L'obligation de délivrance est d'ordre public.
Le contrat de bail commercial du 17 novembre 2016 précise dans son article 2 : " Sous réserve de l'accord de l'indivision, propriétaire du lot 354 tel que défini sur le plan ci-après annexé, l'accès se fera exclusivement par le passage situé [Adresse 15]. Cet accord est à intervenir courant 2016.
A défaut, l'accès se fera par le [Adresse 4] ".
La demanderesse détaille les aménagements qu'elle a fait réaliser à partir de l'accès privilégié par le [Localité 14], situé au rez-de -chaussée de l'immeuble, et qui consistent d'une part en l'installation, au niveau de la porte d'entrée de l'immeuble, d'un système d'ouverture des portes par aimant magnétique et d'un vidéophone, d'autre part, à l'intérieur, d'un marquage au sol matérialisant un chemin piétonnier jusqu'aux ascenseur et escaliers desservant les locaux loués au R-2.
Il se déduit des écritures de la société HF MUSIC ATRIUM, confuses sur ce point, qu'elle n'a jusqu'alors pas eu à utiliser l'accès par le [Adresse 4], dont elle déplore qu'il soit générateur d'insécurité pour son personnel et sa clientèle. Il ressort par ailleurs des plans des locaux qu'elle produit que la voie d'accès empruntée depuis le [Adresse 4] ne donne pas directement sur l'espace d'accueil qu'elle a aménagé au sein de ses locaux, mais sur l'arrière des toilettes et d'un des studios d'enregistrement.

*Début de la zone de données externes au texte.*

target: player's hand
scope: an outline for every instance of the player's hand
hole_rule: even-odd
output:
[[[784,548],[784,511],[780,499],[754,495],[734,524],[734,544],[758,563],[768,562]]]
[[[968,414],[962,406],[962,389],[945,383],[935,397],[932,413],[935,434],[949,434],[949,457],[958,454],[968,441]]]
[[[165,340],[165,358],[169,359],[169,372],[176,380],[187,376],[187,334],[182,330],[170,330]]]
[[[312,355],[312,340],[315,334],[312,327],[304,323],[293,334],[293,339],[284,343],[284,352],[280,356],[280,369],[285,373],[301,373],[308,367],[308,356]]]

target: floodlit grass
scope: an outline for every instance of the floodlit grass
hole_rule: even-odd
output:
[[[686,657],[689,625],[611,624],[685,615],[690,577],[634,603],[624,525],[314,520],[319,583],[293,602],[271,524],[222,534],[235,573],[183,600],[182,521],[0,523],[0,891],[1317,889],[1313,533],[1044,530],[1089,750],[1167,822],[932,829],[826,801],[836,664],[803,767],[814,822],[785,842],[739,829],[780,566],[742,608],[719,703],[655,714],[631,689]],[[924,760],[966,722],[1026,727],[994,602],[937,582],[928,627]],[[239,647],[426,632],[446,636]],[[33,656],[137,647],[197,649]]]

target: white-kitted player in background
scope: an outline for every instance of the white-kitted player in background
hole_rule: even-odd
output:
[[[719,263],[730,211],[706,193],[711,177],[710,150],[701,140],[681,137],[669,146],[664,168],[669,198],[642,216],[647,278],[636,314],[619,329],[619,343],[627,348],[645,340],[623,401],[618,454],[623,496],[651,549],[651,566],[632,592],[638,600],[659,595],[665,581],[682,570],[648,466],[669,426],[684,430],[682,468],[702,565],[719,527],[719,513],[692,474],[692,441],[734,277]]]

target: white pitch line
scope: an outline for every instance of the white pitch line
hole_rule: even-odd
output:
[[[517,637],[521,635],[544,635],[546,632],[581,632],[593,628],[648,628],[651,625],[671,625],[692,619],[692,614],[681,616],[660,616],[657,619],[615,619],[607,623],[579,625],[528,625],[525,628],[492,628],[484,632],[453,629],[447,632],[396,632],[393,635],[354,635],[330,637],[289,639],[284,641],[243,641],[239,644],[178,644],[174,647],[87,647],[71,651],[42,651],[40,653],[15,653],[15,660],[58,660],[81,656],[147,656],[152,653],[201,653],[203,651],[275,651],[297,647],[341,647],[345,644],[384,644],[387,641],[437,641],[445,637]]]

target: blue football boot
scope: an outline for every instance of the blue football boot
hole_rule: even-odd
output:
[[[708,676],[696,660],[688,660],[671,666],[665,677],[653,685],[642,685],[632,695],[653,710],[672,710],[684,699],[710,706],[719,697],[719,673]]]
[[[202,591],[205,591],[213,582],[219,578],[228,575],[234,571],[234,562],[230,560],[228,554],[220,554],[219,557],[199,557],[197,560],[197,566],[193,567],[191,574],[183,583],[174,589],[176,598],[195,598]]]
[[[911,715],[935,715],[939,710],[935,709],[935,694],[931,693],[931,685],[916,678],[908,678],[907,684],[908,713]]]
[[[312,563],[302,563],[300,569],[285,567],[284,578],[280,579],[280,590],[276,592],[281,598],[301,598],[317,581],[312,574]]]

Il est constant que, par courrier recommandé avec accusé de réception du 15 décembre 2021, la société SOGI, syndic de l'immeuble, a mis en demeure la société HF MUSIC ATRIUM en premier lieu, de déposer l'interphone qu'elle a installé au niveau de la porte d'entrée de l'immeuble, en second lieu d'utiliser désormais pour recevoir sa clientèle, l'accès direct existant depuis le [Adresse 6] et enfin, de retirer le code d'accès à l'immeuble tel que mentionné sur son site internet.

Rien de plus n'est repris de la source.